Liars, Cheats and Thieves

For the rattlesnakes in our camp: we are their target. They can only survive and prosper with our demise.

The day that you graduated from the academy and the moment that you learned that you had passed your state certification test are two of life's truly memorable events. You were bright-eyed with enthusiasm. Your whole law enforcement career lay ahead of you. Working was such a thrill that you would arrive early, stay late and even thought about going in on your day off without getting paid. You just wanted to be there. Those were heady days, indeed.

I am wired tightly to my family, my faith and my country. My father was a WWII veteran of the European theatre. He fought through the Battle of the Bulge. He came home a very proud and patriotic American. Though I would not fully recognize it until later in life, my Dad planted those seeds of patriotism very deeply in me. They have come to define who I really am, at the core of my being.

To me, one of the ways I best act on my patriotism is by serving in the law enforcement community and The Brotherhood to the very best of my ability. This is a tangible way for me to live the American Dream and return some of what I have been given. Most of my brothers and sisters share my values. But, not all of them do.

This message is for the new, the young and those who are still somewhat naïve. If you are a dinosaur (like me), you probably learned this lesson long ago. In your heart, you wish it weren't so.


Your travails through each shift brings you up and takes you down. You have trained hard to fight the evils on the street, i.e. guns, drugs, gangs and the like. You have learned that suspects lie. Hopefully, you have already learned that some people want to kill you just because of the uniform that you wear. When on duty you become hyper-vigilant to sources of danger. Or, so you think.

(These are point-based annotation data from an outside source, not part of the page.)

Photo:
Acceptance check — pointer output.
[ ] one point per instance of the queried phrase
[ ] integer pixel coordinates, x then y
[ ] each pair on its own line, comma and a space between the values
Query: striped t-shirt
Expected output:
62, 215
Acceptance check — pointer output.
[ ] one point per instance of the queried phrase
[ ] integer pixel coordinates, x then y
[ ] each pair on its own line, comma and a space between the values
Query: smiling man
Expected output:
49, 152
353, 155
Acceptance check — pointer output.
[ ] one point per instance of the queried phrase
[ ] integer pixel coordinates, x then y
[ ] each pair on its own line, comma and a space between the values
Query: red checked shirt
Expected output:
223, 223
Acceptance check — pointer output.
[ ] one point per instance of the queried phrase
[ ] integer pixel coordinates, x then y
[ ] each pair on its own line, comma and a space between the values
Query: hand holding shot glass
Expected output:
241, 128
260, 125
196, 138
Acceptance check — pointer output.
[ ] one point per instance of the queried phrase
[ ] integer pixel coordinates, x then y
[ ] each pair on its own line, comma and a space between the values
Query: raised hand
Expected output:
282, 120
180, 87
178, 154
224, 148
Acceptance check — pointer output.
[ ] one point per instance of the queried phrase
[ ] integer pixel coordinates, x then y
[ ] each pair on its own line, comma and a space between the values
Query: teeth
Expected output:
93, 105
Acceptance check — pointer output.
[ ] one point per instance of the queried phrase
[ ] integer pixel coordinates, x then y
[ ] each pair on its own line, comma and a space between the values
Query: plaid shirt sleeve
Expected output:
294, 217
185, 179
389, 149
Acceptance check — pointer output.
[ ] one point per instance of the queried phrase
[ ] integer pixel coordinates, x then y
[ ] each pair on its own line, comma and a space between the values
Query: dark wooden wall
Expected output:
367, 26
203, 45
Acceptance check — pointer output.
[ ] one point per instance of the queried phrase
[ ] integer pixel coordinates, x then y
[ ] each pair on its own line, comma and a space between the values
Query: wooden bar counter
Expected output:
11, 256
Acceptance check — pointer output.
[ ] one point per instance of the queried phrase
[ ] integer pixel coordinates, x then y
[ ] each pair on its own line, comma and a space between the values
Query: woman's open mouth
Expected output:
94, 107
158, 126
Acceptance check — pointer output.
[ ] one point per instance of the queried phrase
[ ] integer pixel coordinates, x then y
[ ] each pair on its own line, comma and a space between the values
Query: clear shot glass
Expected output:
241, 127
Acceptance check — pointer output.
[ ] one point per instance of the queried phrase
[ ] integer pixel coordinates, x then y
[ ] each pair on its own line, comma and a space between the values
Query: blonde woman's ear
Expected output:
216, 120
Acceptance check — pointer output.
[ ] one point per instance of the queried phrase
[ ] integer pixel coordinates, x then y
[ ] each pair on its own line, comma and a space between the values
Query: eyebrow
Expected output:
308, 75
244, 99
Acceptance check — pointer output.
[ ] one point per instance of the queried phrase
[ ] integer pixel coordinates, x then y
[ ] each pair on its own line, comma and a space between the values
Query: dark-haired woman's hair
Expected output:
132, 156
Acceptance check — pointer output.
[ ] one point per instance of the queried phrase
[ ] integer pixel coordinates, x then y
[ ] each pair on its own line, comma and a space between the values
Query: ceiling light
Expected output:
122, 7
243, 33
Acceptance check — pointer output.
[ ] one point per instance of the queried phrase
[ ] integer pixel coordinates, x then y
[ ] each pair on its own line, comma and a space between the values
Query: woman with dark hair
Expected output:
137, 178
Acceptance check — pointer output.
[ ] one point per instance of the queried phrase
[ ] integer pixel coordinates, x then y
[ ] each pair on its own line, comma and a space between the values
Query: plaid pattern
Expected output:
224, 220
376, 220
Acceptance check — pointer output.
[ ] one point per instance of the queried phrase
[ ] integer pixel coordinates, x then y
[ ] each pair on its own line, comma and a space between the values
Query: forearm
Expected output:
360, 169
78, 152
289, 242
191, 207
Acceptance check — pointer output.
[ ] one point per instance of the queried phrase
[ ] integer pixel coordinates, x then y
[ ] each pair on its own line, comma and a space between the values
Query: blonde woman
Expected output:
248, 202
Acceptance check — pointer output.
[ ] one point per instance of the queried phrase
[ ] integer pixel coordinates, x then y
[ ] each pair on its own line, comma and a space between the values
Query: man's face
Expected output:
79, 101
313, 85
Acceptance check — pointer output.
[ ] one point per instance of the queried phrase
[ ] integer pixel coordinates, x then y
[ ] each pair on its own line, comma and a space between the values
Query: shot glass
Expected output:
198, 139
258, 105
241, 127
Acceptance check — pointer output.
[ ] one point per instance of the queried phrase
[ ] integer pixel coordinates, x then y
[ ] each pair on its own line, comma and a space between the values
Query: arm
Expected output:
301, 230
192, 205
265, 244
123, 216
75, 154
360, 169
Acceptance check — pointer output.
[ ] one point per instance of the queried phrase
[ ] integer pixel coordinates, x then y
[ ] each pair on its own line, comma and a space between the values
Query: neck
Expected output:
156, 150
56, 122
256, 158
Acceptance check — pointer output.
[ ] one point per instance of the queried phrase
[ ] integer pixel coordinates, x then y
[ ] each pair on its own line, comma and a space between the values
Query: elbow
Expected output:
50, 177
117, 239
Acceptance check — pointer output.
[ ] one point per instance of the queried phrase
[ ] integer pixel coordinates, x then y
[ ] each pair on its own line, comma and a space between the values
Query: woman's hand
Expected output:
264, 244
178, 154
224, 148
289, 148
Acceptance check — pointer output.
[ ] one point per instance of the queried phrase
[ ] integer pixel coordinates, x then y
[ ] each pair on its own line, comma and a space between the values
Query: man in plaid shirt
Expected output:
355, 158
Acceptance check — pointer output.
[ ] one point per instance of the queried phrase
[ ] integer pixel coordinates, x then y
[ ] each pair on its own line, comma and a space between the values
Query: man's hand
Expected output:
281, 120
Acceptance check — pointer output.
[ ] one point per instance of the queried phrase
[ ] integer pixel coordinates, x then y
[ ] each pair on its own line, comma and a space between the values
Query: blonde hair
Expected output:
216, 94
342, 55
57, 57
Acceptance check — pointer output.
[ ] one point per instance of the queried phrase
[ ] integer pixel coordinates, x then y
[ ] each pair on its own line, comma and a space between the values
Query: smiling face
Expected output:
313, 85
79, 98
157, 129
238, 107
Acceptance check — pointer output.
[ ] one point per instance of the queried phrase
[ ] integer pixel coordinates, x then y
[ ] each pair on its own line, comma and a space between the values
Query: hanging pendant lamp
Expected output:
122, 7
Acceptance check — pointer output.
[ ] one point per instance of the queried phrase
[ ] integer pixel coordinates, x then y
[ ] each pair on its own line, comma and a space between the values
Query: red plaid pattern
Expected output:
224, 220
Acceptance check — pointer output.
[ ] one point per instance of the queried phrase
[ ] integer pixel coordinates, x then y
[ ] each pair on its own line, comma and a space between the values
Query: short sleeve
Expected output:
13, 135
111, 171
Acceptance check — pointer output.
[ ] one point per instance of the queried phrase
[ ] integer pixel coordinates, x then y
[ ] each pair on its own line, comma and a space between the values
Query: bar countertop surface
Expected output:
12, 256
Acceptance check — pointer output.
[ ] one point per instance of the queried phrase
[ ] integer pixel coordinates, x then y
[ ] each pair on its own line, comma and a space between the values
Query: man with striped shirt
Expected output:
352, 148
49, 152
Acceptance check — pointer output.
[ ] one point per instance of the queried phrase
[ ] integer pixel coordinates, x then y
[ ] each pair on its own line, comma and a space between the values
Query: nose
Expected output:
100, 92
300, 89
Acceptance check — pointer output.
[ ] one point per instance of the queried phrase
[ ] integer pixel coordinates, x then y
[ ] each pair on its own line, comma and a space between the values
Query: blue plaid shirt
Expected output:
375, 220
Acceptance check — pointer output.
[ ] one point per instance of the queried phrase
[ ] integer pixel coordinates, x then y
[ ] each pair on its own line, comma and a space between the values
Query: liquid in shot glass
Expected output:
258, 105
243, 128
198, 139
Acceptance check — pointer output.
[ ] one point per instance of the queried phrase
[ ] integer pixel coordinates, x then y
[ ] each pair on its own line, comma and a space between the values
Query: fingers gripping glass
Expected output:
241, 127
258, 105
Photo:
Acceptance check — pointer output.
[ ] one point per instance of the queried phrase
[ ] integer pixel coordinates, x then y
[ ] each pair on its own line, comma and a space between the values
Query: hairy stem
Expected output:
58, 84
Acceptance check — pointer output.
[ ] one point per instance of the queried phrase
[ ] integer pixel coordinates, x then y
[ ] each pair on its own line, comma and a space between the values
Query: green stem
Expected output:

You face enormous danger from where you least expect it: other cops. They are the snakes, the scum and the vermin that can hide behind a false smile and a badge. It would be great if they wore a sign that revealed their internal rot, but they do not. They usually look just like you and me. But, if you listen and watch carefully, their behavior betrays them. It is just like the rattle of the rattlesnake. When you hear it: run the other way.


WAR STORY #1 - Many ears ago, I was elected to public office. While there, we started a police department. At the outset, we had 24 reserve officers. Ultimately, we sent those first 24 reserves through the full academy where they earned state certification as career officers. I used my elected position and took the fledgling department under my wing.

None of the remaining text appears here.